My mother periodically is convinced that the man that is with her (my dad) is not HER John. That HER John has left her. She gets very upset and crying. And, of course, it's upsetting to my dad as well as they have been married for 47 years. My mother raised me not to lie and I rarely do so. Today my dad called and asked me to lie to her and tell her that I had seen dad earlier and he was running errands and would be right back. I did. And when she wakes up from her nap, she will be fine again. I feel horrible lying to her, but if it calms her, is it okay? Or am I setting myself up for her distrust of me?
I was raised, or developed my own moral/ethical compass and I wouldn't lie either...but this, you will discover as time passes, is a game of survival...for ALL. Your dad is right...It truly is okay...otherwise it increases upset and that's not good for any of you. You might start to develop a knack for it. Sort of a diversion/distraction game. The last trip my parents took a few years back to visit my sister was when we got slapped in the face with what was going on. Sister is out of state. Plane trip went fine...but on arrival we discovered how she had barely packed...and she began to whine about wanting to go home. When told the truth (going home in 9 days) she went into auto mode about oh no, she had bills to pay etc. Finally my sister just by chance said "the day after tomorrow". And that shut her up and worked...it had to of course be repeated, multiple times for the next 8 days...but it worked to appease her. If you had a good relationship prior, she will no doubt continue to trust you. Good luck...
If she is like my mother, she won't even remember the conversation the next day and it will all be behind you. but at the time, you were able to give her peace when she was experiencing fear.
I would not worry about these little confabulations setting up any kind of distrust from your mother. Her reality is now many years ago, and her denial that your dad is her husband is likely mired in that - he does not look like the man in her mind/memories. Your dad must have learned about this somewhere and it is good that he is okay with it. It's sad that she doesn't acknowledge him now, but if he wants some comfort from her, perhaps he could get some by phone - she might recognize his voice but not his current image. During one of those "errands", he could call when not in her sight and say he heard she was worried about him. He could chat for a few minutes, perhaps making both of them happy for a little while, and then say he'll be along soon, he has to finish work or errands or whatever excuse comes to mind. Because she won't remember your fibs for long, they shouldn't cause any distrust to set in.
Always keep the "return" vague, as you did (be right back, soon, in a while, etc.) Their concept of day/time is also out of whack, so try not to use dates or times. Just soon, later, etc. Be there for your dad. This is very hard on him!
An example that we recently experienced was having to decide to take my father-in-law off dialysis. He had Alzheimer's and it would have done him NO GOOD to tell him this. He was still cognitive enough to wonder why he wasn't going to dialysis, so we were told to tell him that he wasn't tolerating dialysis very well (true) and so he was having a break. He wouldn't have been able to understand at this point that he was going to die.

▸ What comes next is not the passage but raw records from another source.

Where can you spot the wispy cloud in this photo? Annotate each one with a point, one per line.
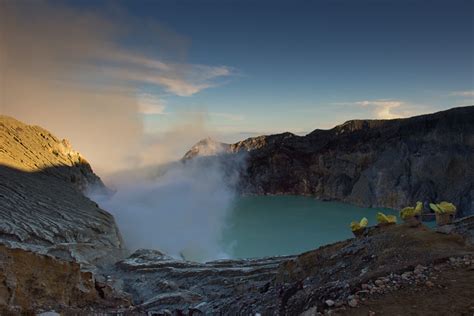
(227, 116)
(150, 104)
(177, 78)
(465, 93)
(384, 109)
(388, 108)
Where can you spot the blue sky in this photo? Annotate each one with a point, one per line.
(256, 67)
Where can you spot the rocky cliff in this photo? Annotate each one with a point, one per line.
(384, 163)
(42, 205)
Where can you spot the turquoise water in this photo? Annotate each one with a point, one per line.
(282, 225)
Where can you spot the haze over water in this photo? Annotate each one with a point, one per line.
(283, 225)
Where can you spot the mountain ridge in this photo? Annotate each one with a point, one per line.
(373, 163)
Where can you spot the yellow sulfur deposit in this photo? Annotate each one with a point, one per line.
(386, 219)
(359, 225)
(410, 211)
(443, 208)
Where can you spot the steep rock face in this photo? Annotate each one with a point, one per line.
(42, 207)
(207, 147)
(279, 285)
(385, 163)
(32, 149)
(30, 282)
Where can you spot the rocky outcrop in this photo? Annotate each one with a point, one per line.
(374, 163)
(284, 285)
(42, 207)
(30, 283)
(207, 147)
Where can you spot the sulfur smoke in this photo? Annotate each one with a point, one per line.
(65, 69)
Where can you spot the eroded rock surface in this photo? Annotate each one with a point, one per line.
(30, 282)
(282, 285)
(385, 163)
(42, 207)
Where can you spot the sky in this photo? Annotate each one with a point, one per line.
(301, 65)
(231, 69)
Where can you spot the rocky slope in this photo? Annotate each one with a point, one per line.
(30, 283)
(42, 207)
(385, 163)
(340, 276)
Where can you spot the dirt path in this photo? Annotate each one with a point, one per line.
(451, 293)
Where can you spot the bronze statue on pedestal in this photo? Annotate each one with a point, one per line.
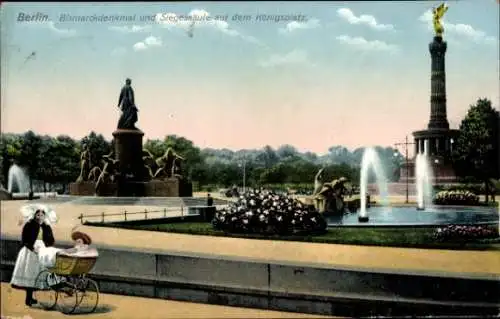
(126, 103)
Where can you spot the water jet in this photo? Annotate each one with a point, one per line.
(371, 160)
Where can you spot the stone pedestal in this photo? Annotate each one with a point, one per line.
(128, 151)
(437, 140)
(170, 187)
(82, 189)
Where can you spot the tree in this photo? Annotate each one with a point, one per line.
(156, 147)
(10, 149)
(186, 149)
(476, 152)
(30, 156)
(98, 147)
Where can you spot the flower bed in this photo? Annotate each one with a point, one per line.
(456, 197)
(465, 233)
(259, 212)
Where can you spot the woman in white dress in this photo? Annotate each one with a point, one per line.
(36, 233)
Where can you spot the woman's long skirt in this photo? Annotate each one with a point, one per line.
(26, 269)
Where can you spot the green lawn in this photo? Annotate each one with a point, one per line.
(418, 237)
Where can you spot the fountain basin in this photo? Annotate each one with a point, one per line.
(410, 216)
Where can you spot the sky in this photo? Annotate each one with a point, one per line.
(243, 74)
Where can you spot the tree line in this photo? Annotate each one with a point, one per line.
(55, 161)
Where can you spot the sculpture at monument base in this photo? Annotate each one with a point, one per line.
(129, 170)
(4, 194)
(334, 198)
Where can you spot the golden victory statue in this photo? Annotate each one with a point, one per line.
(438, 14)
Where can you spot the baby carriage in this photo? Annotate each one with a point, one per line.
(67, 285)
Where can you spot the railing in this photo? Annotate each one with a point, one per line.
(148, 214)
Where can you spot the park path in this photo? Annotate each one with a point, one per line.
(125, 307)
(470, 263)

It was difficult (as this was during the beginning of COVID and we couldn't be with him in the nursing home) but he died very peacefully.
Sadly, we have to be quite sneaky with Alzheimer's parents sometimes. It is hard on us! But try to think about things ahead of time and plan for what you will say, etc. We also learned that it is best to say TOO LITTLE about something rather than TOO MUCH. Blessings to you.

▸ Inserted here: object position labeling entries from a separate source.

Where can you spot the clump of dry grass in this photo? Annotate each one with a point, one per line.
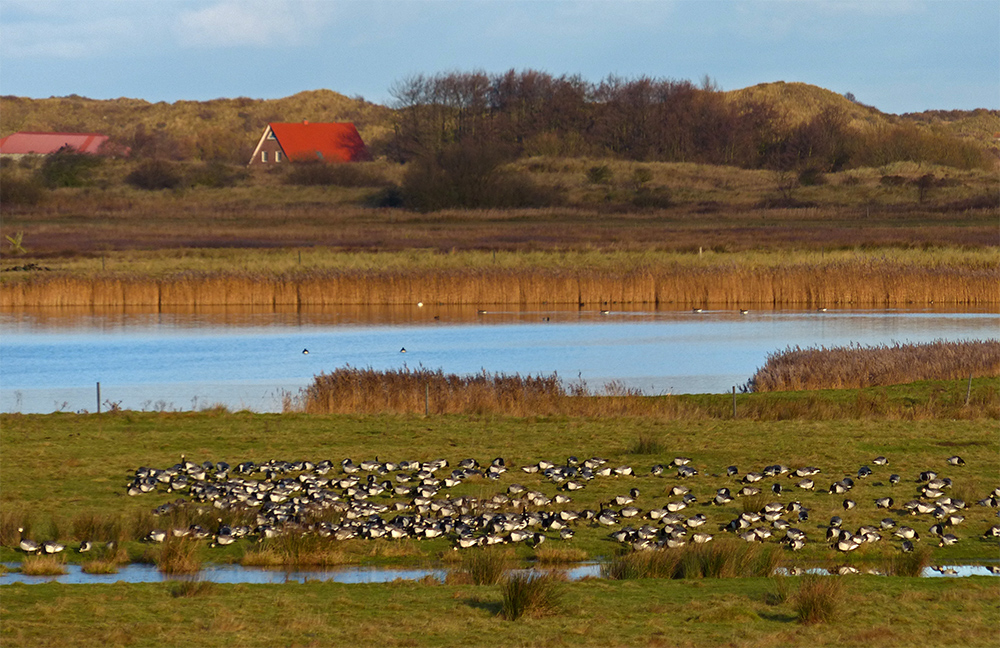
(178, 556)
(559, 555)
(720, 559)
(191, 588)
(818, 598)
(417, 390)
(858, 366)
(529, 594)
(908, 564)
(43, 566)
(295, 549)
(485, 566)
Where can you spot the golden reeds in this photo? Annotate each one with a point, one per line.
(860, 282)
(349, 390)
(858, 366)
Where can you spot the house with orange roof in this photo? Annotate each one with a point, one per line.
(307, 142)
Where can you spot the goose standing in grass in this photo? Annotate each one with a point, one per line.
(52, 547)
(26, 545)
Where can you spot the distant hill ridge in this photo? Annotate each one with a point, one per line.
(230, 124)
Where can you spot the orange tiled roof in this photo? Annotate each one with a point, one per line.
(332, 142)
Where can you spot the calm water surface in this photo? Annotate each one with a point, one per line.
(52, 360)
(353, 574)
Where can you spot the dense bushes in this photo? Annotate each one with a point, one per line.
(471, 176)
(337, 175)
(154, 174)
(67, 168)
(648, 119)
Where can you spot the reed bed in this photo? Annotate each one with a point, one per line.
(485, 566)
(527, 594)
(910, 564)
(177, 556)
(43, 566)
(559, 556)
(351, 389)
(295, 549)
(724, 558)
(858, 366)
(858, 282)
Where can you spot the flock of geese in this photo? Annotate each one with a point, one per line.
(410, 499)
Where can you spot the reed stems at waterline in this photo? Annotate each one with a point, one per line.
(857, 366)
(858, 282)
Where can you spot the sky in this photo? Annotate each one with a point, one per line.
(897, 55)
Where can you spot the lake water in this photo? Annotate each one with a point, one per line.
(51, 360)
(138, 573)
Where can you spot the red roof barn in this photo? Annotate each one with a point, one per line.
(44, 143)
(305, 142)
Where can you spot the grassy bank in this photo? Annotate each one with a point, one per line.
(736, 612)
(845, 279)
(65, 476)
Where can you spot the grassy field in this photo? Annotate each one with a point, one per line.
(65, 475)
(735, 612)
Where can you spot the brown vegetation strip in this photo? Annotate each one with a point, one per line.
(350, 390)
(856, 366)
(865, 283)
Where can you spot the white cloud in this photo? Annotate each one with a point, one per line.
(50, 29)
(240, 23)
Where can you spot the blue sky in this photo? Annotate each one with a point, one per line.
(897, 55)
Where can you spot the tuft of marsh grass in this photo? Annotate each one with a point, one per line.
(485, 566)
(558, 555)
(295, 549)
(43, 566)
(818, 598)
(177, 556)
(100, 567)
(529, 594)
(780, 590)
(908, 564)
(858, 366)
(721, 559)
(191, 588)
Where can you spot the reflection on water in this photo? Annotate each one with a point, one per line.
(246, 359)
(233, 574)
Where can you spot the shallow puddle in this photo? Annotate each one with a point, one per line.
(233, 574)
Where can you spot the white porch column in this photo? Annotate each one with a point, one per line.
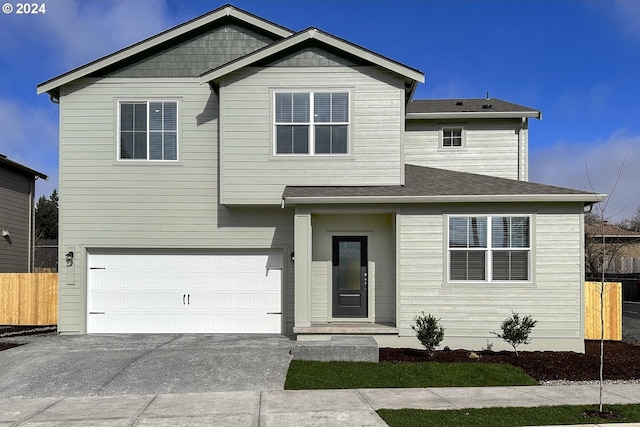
(302, 268)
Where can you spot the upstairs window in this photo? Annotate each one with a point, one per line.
(311, 123)
(451, 137)
(489, 248)
(148, 130)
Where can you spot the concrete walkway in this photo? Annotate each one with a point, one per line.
(344, 408)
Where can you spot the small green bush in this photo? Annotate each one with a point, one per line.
(428, 331)
(515, 331)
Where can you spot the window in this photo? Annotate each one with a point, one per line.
(312, 123)
(451, 137)
(489, 248)
(148, 131)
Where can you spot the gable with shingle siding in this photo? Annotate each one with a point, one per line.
(197, 54)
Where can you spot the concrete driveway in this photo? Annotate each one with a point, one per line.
(108, 365)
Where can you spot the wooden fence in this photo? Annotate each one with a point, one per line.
(612, 303)
(28, 299)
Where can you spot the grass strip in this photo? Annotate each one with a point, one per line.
(312, 375)
(507, 417)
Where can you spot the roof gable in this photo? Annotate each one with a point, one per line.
(110, 61)
(468, 107)
(301, 39)
(217, 43)
(5, 163)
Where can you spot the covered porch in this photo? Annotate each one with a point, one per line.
(345, 272)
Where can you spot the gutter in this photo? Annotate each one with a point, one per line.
(488, 198)
(475, 115)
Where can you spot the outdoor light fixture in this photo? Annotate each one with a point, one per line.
(69, 258)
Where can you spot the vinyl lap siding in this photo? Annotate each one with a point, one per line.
(469, 312)
(15, 216)
(106, 203)
(253, 175)
(491, 148)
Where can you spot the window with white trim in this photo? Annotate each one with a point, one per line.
(148, 130)
(451, 137)
(311, 123)
(489, 248)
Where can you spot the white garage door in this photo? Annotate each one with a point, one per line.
(162, 293)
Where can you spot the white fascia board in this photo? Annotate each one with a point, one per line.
(526, 198)
(156, 40)
(302, 37)
(475, 115)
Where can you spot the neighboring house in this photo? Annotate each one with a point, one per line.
(17, 225)
(232, 175)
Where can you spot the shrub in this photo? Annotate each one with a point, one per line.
(428, 331)
(515, 331)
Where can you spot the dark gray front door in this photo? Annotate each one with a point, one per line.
(350, 276)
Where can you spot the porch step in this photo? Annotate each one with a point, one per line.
(353, 349)
(347, 329)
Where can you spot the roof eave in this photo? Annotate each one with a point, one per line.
(305, 35)
(500, 198)
(475, 115)
(53, 84)
(23, 169)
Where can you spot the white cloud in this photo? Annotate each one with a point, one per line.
(566, 164)
(30, 137)
(73, 32)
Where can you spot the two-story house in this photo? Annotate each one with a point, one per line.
(232, 175)
(17, 216)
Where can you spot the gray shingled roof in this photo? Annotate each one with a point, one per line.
(470, 105)
(21, 169)
(425, 182)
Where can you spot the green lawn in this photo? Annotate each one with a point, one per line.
(304, 374)
(505, 417)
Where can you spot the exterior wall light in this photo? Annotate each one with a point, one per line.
(69, 258)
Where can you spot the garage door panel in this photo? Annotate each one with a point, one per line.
(158, 293)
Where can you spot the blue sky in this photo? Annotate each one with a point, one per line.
(576, 61)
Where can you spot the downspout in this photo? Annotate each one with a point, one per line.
(523, 122)
(32, 221)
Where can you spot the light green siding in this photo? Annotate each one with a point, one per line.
(107, 203)
(496, 147)
(196, 55)
(252, 174)
(470, 311)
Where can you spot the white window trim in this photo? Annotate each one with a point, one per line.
(147, 101)
(463, 133)
(312, 125)
(489, 250)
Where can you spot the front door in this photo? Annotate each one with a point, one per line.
(350, 276)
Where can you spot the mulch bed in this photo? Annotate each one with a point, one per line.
(622, 361)
(19, 331)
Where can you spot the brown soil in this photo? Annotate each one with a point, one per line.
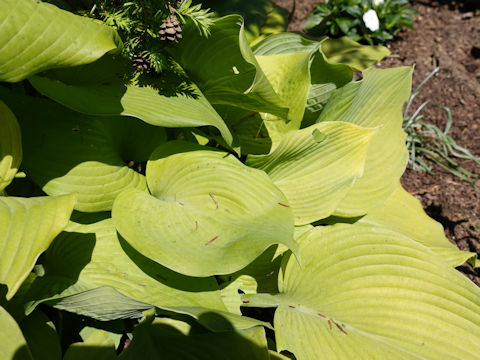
(446, 34)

Once when she was persistent in asking, she was told dad passed. She then asked "where is he?" He was cremated and the urn is in our church mausoleum. My brother told her, "He's at the mausoleum, lying right above (name of a neighbor who passed.)" She got a laugh out of that! So there's no telling how some of this stuff registers in a damaged brain.

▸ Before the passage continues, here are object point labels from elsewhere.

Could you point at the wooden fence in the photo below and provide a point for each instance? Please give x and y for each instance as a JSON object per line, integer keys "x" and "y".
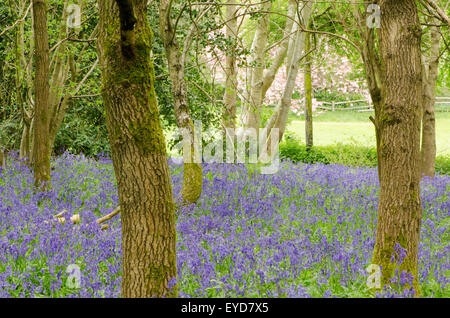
{"x": 442, "y": 105}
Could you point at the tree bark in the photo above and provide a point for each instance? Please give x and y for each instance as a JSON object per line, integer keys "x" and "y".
{"x": 138, "y": 150}
{"x": 308, "y": 95}
{"x": 428, "y": 151}
{"x": 41, "y": 146}
{"x": 2, "y": 158}
{"x": 192, "y": 169}
{"x": 400, "y": 210}
{"x": 280, "y": 56}
{"x": 230, "y": 95}
{"x": 279, "y": 117}
{"x": 251, "y": 114}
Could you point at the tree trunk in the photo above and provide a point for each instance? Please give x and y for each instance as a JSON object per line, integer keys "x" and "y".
{"x": 279, "y": 117}
{"x": 400, "y": 210}
{"x": 280, "y": 56}
{"x": 41, "y": 146}
{"x": 2, "y": 158}
{"x": 192, "y": 169}
{"x": 251, "y": 114}
{"x": 308, "y": 95}
{"x": 428, "y": 152}
{"x": 138, "y": 150}
{"x": 230, "y": 95}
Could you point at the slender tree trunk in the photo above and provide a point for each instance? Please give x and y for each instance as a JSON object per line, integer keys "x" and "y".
{"x": 192, "y": 169}
{"x": 280, "y": 56}
{"x": 308, "y": 95}
{"x": 2, "y": 158}
{"x": 138, "y": 149}
{"x": 428, "y": 152}
{"x": 279, "y": 117}
{"x": 252, "y": 107}
{"x": 41, "y": 146}
{"x": 230, "y": 95}
{"x": 24, "y": 84}
{"x": 400, "y": 210}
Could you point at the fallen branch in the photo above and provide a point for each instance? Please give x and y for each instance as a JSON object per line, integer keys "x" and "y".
{"x": 108, "y": 216}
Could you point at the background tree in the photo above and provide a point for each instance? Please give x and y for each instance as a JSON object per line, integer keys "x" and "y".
{"x": 192, "y": 169}
{"x": 41, "y": 144}
{"x": 138, "y": 150}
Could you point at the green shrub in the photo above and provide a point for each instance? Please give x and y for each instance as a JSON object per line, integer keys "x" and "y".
{"x": 345, "y": 154}
{"x": 443, "y": 165}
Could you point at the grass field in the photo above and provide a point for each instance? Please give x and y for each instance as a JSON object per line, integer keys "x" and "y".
{"x": 352, "y": 127}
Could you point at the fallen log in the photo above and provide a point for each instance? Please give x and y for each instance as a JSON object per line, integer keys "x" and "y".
{"x": 108, "y": 216}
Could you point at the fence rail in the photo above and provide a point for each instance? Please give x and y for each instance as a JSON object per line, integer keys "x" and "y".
{"x": 440, "y": 100}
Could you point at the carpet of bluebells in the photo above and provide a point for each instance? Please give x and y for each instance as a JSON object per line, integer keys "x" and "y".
{"x": 306, "y": 231}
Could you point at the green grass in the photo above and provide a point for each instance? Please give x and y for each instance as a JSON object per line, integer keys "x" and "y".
{"x": 355, "y": 128}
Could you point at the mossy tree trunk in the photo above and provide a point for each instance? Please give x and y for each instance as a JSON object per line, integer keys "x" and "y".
{"x": 41, "y": 145}
{"x": 428, "y": 151}
{"x": 2, "y": 158}
{"x": 192, "y": 169}
{"x": 400, "y": 210}
{"x": 308, "y": 95}
{"x": 138, "y": 149}
{"x": 230, "y": 94}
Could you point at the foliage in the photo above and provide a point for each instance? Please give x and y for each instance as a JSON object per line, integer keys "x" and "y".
{"x": 306, "y": 231}
{"x": 353, "y": 155}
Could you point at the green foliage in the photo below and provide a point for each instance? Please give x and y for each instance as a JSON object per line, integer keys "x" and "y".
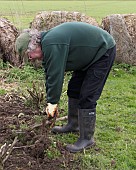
{"x": 21, "y": 13}
{"x": 116, "y": 109}
{"x": 2, "y": 91}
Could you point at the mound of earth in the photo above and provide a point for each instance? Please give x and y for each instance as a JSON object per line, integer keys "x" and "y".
{"x": 29, "y": 152}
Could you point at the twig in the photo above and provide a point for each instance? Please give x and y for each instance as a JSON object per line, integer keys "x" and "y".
{"x": 47, "y": 122}
{"x": 10, "y": 150}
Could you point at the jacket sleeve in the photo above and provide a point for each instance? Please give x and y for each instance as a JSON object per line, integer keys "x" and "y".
{"x": 55, "y": 58}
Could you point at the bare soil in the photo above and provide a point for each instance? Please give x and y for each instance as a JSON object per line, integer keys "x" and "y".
{"x": 29, "y": 153}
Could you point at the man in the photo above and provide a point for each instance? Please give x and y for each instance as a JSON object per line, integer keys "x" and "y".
{"x": 86, "y": 50}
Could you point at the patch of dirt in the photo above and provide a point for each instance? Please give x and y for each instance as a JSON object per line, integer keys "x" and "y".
{"x": 30, "y": 151}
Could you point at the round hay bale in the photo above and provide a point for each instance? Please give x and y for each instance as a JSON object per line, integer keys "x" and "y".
{"x": 46, "y": 20}
{"x": 8, "y": 34}
{"x": 123, "y": 29}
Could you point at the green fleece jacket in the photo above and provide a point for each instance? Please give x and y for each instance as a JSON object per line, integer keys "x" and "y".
{"x": 69, "y": 47}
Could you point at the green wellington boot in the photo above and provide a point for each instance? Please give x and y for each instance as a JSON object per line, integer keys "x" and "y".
{"x": 87, "y": 118}
{"x": 72, "y": 125}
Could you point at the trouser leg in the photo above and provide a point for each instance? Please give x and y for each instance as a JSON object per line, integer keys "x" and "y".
{"x": 90, "y": 92}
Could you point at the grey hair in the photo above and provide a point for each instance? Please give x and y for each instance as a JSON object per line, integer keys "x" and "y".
{"x": 35, "y": 38}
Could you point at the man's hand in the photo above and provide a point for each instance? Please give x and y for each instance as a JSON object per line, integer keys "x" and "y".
{"x": 52, "y": 110}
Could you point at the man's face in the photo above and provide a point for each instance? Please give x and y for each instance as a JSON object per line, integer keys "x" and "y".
{"x": 35, "y": 54}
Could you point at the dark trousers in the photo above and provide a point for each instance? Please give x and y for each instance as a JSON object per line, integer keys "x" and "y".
{"x": 87, "y": 85}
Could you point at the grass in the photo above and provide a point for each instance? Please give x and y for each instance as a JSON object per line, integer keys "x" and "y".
{"x": 115, "y": 127}
{"x": 21, "y": 13}
{"x": 116, "y": 110}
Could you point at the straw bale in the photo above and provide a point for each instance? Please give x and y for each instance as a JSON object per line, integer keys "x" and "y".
{"x": 8, "y": 34}
{"x": 46, "y": 20}
{"x": 123, "y": 29}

if you told her the truth, it might intensify her confusion and fear.
Make sure your Dad has breaks - maybe you can hire someone and spend some focused time with him. This is so painful for him.
About a week later she again asked about Cinnamon, I told her she died the past week. Another 4 to 5 days of mourning. After that whenever she asked about her dog, "everything is fine" until she completely forgot about the dog.